Todavia, porque o tema assume o direito à liberdade de expressão, consagrado nas verdadeiras democracias e repudiado pelos estados totalitários, tentarei fazer melhor para uma outra ocasião que se me proporcione, mesmo que “por um mato/Árduo, difícil, duro ao humano trato”, referido por Luís de Camões no Canto X de “Os Lusíadas”.

"Sans rancune",
Rui Baptista

Anónimo disse...

Trata-se do filme "Soylent Green" ("À Beira do Fim") de 1973, último filme de E.Robinson.

http://en.wikipedia.org/wiki/Soylent_Green

À beira do fim é como parece que nos encontramos agora...e nem foi preciso esperar até 2020, que é a data em que decorre a acção do filme...

Dervich

Rui Baptista disse...

Caro Dervich:

Muito grato pela preciosa lembrança do nome do filme que referencio no meu post. E pela rectificação de a temática do filme não dizer respeito a uma época pós-nuclear, mas a um aumento exponencial da população de Nova York.

Chegou a vez de eu me "arrepiar". 2020 é um ano muito próximo e, pior do que isso, em que embora não acha carência alimentar nos países mais desenvolvidos, em Portugal assiste-se já a uma dramática restricção de medicamentos para populações anos-luz dos faraónicos rendimentos dos gestores nacionais. Disso mesmo nos dão conta os jornais do dia quando escrevem haver estratos populacionais que deixam de tomar medicamentos por carência económica.

Num recente inquérito semanal, realizado pela revista Visão (de 18 a 24 de Março deste ano)manifestaram-se 73% no descrédito sobre o Programa de Estabilidade e Crescimento apresentado pelo governo:votos contabilizados até às 12h do dia 15.

Ou seja, quando pouca água ainda tinha corrido debaixo da ponte do descontentamento nacional,

Um abraço

Rui Baptista disse...

Na 2.ª linha do 2.º § do meu comentário a Dervich pousou uma arreliadora gralha:onde está escrito "acha", emendo para "haja".
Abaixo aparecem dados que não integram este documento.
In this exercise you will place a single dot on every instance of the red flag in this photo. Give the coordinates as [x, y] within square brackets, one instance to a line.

José Meireles Graça disse...

"Assim como era culpa nascer deficiente na Antiga Grécia".
Sabe, meu caro Rui Baptista, ele há uma minoria de cidadãos que pôs neste Mundo filhos deficientes. Não é, em princípio, culpa deles, nem de ninguém (se bem que nos anos 40 do séc. passado houvesse uma teoria médica que culpabilizava os pais dos autistas - enfim). Agora imagine um deficiente profundo que, pela natureza da doença que o aflige, gera consideráveis despesas médicas e de assistência; e imagine também que os pais, por terem rendimentos que o permitem, podem proporcionar a esse filho a melhor vida que é possível para quem tem a deficiência que ele carrega; considere ainda que essas despesas excedem a soma da dedução específica para filhos naquela condição com a dedução para despesas de saúde: estes pais vão pagar IRS sobre a parte das despesas com o filho que não forem dedutíveis ao rendimento colectável. Isto é assim agora; e com as reduções será pior. E a minha dúvida é só uma: Estes pais são culpados por terem originado aquela vida, por terem rendimentos relativamente altos ou por despenderem mais do que outros pais que, por insuficiência de meios, não têm a sorte de poder agir do mesmo modo? Táqui um, como se diz, trilema. E só o chamo à colação por, salvas as devidas proporções, as coisas, mudando muito, mudarem menos do que parece. Cordiais cumps.

Rui Baptista disse...

Meu caro JMG:

Agradeço-lhe reconhecido o seu comentário por dois motivos:

1.º Pelos esclarecimentos nele prestados
2.º Por os perspectivar com o conhecimento da matéria sob o ponto de vista profissional de um médico.